The cost of this gap is invisible until it manifests. And it always manifests at the worst possible moment.
The Bottleneck Is Priority, and AI Doesn’t Fix That
An architecture that produces code much faster amplifies every prioritization error. The team that yesterday couldn’t build all the features on the roadmap now builds them in a week, and ends up with ten times the complexity to maintain. Execution speed without better judgment about what to execute is a technical debt accelerator, not a reducer.
According to the Stack Overflow Developer Survey 2025, 65% of developers use AI tools at least weekly. But perceived productivity and actual productivity diverge significantly on projects with timelines beyond six months. More production velocity, more accumulated complexity, more time spent understanding what the code actually does.
“The bottleneck is imagination” works as a conference slogan. As a map of the problem, it’s incomplete. It ignores the cost of everything we imagine in excess.
The Craft We’re Giving Up Without Naming It
The three thousand in San Francisco were enthusiastic. The conference presented a future where the tedious work disappears and only the “creative” work remains. But writing code wasn’t tedious for many of them. It was the part they understood best, controlled, and got immediate and verifiable satisfaction from.
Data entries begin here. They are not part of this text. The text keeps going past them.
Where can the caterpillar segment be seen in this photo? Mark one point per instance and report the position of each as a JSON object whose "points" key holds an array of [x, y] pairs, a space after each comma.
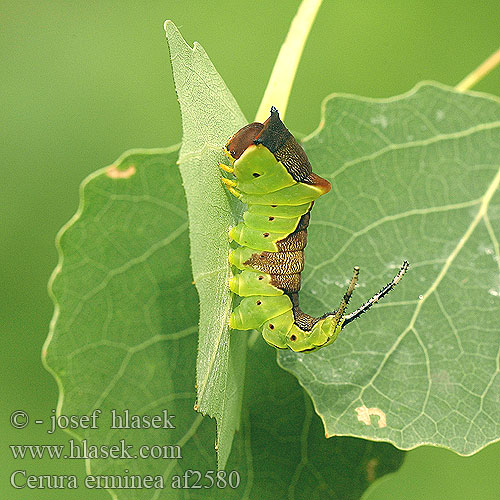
{"points": [[273, 176]]}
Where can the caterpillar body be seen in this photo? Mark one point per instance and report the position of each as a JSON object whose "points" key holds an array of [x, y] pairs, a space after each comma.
{"points": [[273, 176]]}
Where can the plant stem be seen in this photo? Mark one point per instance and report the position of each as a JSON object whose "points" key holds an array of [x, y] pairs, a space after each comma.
{"points": [[281, 81], [480, 72]]}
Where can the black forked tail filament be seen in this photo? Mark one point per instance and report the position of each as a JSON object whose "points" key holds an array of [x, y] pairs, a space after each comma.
{"points": [[387, 288], [345, 299]]}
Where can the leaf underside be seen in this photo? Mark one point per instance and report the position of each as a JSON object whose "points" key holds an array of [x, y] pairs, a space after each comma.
{"points": [[124, 337], [210, 115], [414, 177]]}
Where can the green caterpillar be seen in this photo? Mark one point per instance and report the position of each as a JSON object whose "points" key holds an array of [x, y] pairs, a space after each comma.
{"points": [[274, 178]]}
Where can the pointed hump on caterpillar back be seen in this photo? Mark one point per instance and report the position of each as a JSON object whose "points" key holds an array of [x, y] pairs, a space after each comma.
{"points": [[278, 139], [274, 136], [244, 138]]}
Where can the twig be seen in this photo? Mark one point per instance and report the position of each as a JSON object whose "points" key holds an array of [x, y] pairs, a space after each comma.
{"points": [[480, 72], [281, 81]]}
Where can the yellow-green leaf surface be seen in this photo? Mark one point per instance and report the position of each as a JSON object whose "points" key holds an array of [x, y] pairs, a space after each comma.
{"points": [[414, 177], [124, 338], [210, 115]]}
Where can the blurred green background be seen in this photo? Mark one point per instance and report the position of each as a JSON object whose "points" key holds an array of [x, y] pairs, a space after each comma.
{"points": [[84, 81]]}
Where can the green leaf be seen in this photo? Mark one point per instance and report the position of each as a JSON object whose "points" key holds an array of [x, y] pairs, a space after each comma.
{"points": [[210, 115], [123, 337], [414, 177]]}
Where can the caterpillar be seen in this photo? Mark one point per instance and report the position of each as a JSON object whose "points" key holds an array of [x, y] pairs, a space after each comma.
{"points": [[273, 176]]}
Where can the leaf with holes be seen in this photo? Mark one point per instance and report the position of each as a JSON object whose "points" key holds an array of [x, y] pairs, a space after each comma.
{"points": [[414, 177], [124, 338]]}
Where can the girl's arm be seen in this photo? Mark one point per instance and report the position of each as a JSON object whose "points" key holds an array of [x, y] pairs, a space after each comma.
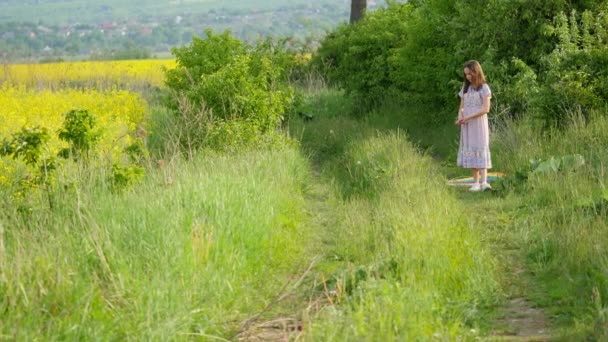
{"points": [[460, 110], [485, 109]]}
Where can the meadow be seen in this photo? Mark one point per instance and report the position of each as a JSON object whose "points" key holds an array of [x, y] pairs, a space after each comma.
{"points": [[347, 231]]}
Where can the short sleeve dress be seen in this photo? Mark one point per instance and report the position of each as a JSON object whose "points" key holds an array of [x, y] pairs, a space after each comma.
{"points": [[474, 150]]}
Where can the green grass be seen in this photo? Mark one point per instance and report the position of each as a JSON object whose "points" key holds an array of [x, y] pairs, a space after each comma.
{"points": [[196, 249], [202, 246], [401, 257]]}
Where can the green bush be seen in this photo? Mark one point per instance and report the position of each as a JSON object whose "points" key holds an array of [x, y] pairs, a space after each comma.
{"points": [[357, 57], [236, 90], [577, 70], [417, 49]]}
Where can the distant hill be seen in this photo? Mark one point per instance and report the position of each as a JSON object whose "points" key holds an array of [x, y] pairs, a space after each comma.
{"points": [[58, 12], [40, 30]]}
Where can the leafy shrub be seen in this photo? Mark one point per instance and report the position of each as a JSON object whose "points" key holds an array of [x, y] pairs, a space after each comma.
{"points": [[27, 144], [358, 57], [236, 86], [577, 70], [79, 130]]}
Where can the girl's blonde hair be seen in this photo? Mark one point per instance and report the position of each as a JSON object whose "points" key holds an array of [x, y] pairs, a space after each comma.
{"points": [[478, 77]]}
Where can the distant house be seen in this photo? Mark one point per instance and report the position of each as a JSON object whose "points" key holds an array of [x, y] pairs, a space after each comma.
{"points": [[107, 26]]}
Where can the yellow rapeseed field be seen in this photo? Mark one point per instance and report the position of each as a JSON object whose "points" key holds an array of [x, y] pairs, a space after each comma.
{"points": [[90, 74], [118, 114]]}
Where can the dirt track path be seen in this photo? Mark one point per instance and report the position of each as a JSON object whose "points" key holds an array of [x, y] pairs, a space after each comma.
{"points": [[518, 319]]}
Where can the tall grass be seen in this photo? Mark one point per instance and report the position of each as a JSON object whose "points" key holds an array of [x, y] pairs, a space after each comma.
{"points": [[403, 260], [193, 251], [564, 226]]}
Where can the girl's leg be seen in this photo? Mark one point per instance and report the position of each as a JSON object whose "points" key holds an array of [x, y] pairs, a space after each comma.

“Less development” isn’t a neutral liberation. It’s the removal of a skill built over years, one that generates intuition about what can go wrong and creates developers with systems-level thinking. A developer who hasn’t written code in two years progressively stops understanding their own systems. They become an interpreter between the business and the machine, without real technical mastery of either level.
That may not be a net negative for the industry long-term. But presenting it as purely positive evolution, in front of three thousand people who have an interest in believing it, isn’t intellectual honesty.
The question isn’t whether AI will change software development. It already has. The question is whether teams that stop writing code will continue to understand what they’re building, or whether they’ll notice the difference only when it’s too late to recover that understanding.